One important difference between CC and CZ is their coumarin (1,2-benzopyrone) content [8]. The levels of coumarins in CC appear to be very high and pose health risks if consumed regularly in higher quantities. According to the German Federal Institute for Risk Assessment (BfR), 1 kg of CC (CC) powder contains approximately 2.1-4.4 g of coumarin, which means 1 teaspoon of CC powder would contain around 5.8-12.1 mg of coumarin [9]. This is above the Tolerable Daily Intake (TDI) for coumarin of 0.1mg/kg body weight/day recommended by the European Food Safety Authority (EFSA) [10]. The BfR in its report specifically states that CZ contains ‘hardly any’ coumarin [9]. Coumarins are secondary phyto-chemicals with strong anticoagulant, carcinogenic and hepato-toxic properties [10]. The underlying mechanisms for the coumarin-related toxic effects are yet to be completely elucidated [10]. Due to the high concentrations in CC (compared with other foods), despite the relatively low amounts of the consumption of spices, studies have shown than coumarin exposure from food consumption is mainly due to CC [10]. The EFSA advocates against the regular, long term use of CC as a supplement due to its coumarin content [11]. In addition, according to currently available evidence coumarin does not seem to play a direct role in the observed biological effects of CC. Hence, although CC has also shown many beneficial medicinal properties, its’ coumarin content is likely to be an obstacle against regular use as a pharmaceutical agent, unlike in the case of CZ.

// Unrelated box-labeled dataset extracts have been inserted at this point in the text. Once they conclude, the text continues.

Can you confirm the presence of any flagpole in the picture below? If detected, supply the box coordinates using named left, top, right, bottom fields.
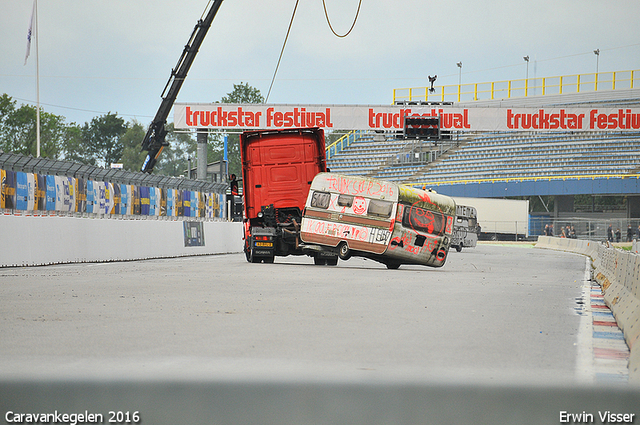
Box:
left=34, top=0, right=40, bottom=158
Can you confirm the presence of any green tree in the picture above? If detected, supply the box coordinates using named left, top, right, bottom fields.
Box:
left=82, top=112, right=127, bottom=166
left=155, top=123, right=196, bottom=177
left=0, top=94, right=66, bottom=159
left=119, top=121, right=147, bottom=171
left=209, top=82, right=264, bottom=176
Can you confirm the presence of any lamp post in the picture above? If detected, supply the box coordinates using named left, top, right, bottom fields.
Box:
left=522, top=55, right=529, bottom=97
left=593, top=49, right=600, bottom=91
left=456, top=61, right=462, bottom=102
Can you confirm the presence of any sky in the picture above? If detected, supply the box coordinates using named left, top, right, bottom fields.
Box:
left=0, top=0, right=640, bottom=125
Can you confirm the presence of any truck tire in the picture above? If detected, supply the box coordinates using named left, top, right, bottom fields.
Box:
left=338, top=241, right=351, bottom=261
left=327, top=256, right=338, bottom=266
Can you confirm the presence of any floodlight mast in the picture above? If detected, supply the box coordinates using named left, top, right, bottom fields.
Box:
left=142, top=0, right=223, bottom=173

In-vitro and in-vivo studies in animals and humans from different parts of the world have demonstrated numerous beneficial health effects of CZ, such as anti-inflammatory properties, anti-microbial activity, reducing cardiovascular disease, boosting cognitive function and reducing risk of colonic cancer [12]. This paper aims to systematically review the scientific literature and provide a comprehensive summary on the potential medicinal benefits of ‘True Cinnamon’ (Cinnamomum zeylanicum). We also aim to provide a scientific guide to researchers on the potential areas for future research based on the positive findings obtained thus far from studies conducted by various research teams from around the world.

Methods

A systematic review of published studies reporting the medicinal effects of CZ was undertaken in accordance with the PRISMA (Preferred Reporting Items for Systematic reviews and Meta-Analyses) statement guidelines (Additional file 2) [13]. A comprehensive search of the literature was conducted in the following databases; PubMed® (U.S. National Library of Medicine, USA), Web of Science® [v.5.3] (Thomson Reuters, USA), SciVerse Scopus® (Elsevier Properties S.A, USA) for studies published before 31st December 2012. We used the following medical subject headings and keywords: “Cinnamomum zeylanicum”, “Ceylon cinnamon”, “True cinnamon” and “Sri Lankan cinnamon”. Results were limited to studies in English, while conference proceedings and commentaries were excluded.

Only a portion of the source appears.